On Friday, January 12, former editor-in-chief of Tehelka magazine, Tarun Tejpal, and co-founder Aniruddha Bahal, appeared before a Delhi High Court bench to make a stunning admission. They acknowledged that retired Indian Army official Major General MS Ahluwalia neither sought nor accepted any bribe, retracting the allegations they had made against him.
In a surprising turn of events, Tejpal and Bahal admitted to falsely framing Ahluwalia and expressed their willingness to issue an unconditional apology in leading newspapers, including the Hindustan Times, for defaming the decorated Army officer back in 2001. Additionally, the duo agreed to deposit Rs 10 lakh each with the Delhi High Court.
The defamation case against Tehelka and its journalists, including Tarun Tejpal, Aniruddha Bahal, and Mathew Samuel, had been filed by Major General MS Ahluwalia in 2002. The magazine, in its sting operation named Operation West End, had accused Ahluwalia of accepting bribes in defense deals.
A division bench, comprising Justice Manmeet Pritam Singh Arora and Acting Chief Justice Manmohan, was deliberating over an appeal filed by Tejpal and Bahal against a previous year’s ruling by a single judge. The earlier ruling had ordered Tehelka and journalist Mathew Samuel to pay Rs 2 crores to Ahluwalia for defamation.

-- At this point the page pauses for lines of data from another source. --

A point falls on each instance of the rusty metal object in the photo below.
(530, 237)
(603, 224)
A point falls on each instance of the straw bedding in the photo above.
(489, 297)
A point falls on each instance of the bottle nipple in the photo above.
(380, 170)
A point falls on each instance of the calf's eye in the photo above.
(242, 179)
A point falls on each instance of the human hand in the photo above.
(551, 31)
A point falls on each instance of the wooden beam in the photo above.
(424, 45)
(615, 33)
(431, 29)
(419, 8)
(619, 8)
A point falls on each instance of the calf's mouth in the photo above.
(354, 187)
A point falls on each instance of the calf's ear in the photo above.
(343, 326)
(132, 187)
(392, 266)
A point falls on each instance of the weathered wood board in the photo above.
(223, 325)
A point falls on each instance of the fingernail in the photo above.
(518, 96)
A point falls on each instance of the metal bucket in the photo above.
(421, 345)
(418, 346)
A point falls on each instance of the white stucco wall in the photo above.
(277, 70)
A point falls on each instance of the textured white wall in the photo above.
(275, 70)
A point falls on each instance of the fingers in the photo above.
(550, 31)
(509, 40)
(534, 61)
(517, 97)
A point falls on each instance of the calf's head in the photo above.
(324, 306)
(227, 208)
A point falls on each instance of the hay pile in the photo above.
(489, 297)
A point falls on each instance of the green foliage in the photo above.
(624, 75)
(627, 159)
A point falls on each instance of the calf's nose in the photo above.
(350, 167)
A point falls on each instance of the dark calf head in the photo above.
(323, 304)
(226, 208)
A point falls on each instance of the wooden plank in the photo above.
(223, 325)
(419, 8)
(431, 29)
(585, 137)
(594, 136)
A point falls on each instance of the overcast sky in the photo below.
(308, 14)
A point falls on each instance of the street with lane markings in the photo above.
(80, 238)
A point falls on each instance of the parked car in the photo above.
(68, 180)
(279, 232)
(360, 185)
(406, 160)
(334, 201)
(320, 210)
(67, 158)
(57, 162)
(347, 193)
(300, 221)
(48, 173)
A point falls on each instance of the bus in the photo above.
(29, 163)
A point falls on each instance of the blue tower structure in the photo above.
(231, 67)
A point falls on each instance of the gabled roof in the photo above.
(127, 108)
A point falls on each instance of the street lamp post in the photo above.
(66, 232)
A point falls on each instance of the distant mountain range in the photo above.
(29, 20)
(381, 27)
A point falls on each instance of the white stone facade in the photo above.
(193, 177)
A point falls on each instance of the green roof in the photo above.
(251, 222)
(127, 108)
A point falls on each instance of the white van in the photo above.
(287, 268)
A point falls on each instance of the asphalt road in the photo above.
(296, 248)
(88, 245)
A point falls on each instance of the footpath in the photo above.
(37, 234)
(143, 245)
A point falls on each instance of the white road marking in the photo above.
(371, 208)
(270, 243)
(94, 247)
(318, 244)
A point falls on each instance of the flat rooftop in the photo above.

Major General (retd) MS Ahluwalia had named Tehelka, its journalists, and Zee TV, along with its chairman Subhash Chandra and CEO Sandeep Goyal, in the defamation case, as the sting operation had been broadcast on Zee TV.
In March 2001, Tehelka, under Tarun Tejpal’s leadership, embarked on a mission to expose corruption in political and defense establishments. Operating under the guise of a fake company named ‘West End International,’ they attempted to sell hand-held thermal cameras/imagers to the Government of India in an undercover investigation spanning several months.
The sting operation implicated Major General (retd) M S Ahluwalia, showing him offering a bribe of Rs 50,000, which he refused to accept. However, Tehelka alleged that he had indicated a need for money to introduce West End officials to top army brass. The magazine also claimed that Ahluwalia had demanded a bottle of Blue Label.
As a consequence of these false allegations, Major General MS Ahluwalia faced a court-martial by the Indian Army, with the initial recommendation for dismissal from service. However, the punishment was later downgraded, and he received a ‘Severe Displeasure (Recordable)’ from the army chief.
It is noteworthy that initially, Tehelka had claimed Ahluwalia demanded Rs 1 lakh but later revised it to Rs 50,000. During the army’s court of inquiry, Tehelka journalist Mathew Samuel admitted that Ahluwalia never demanded any money or expensive whiskey. The acknowledgment and apology by Tejpal and Bahal mark a significant development in this long-standing legal battle.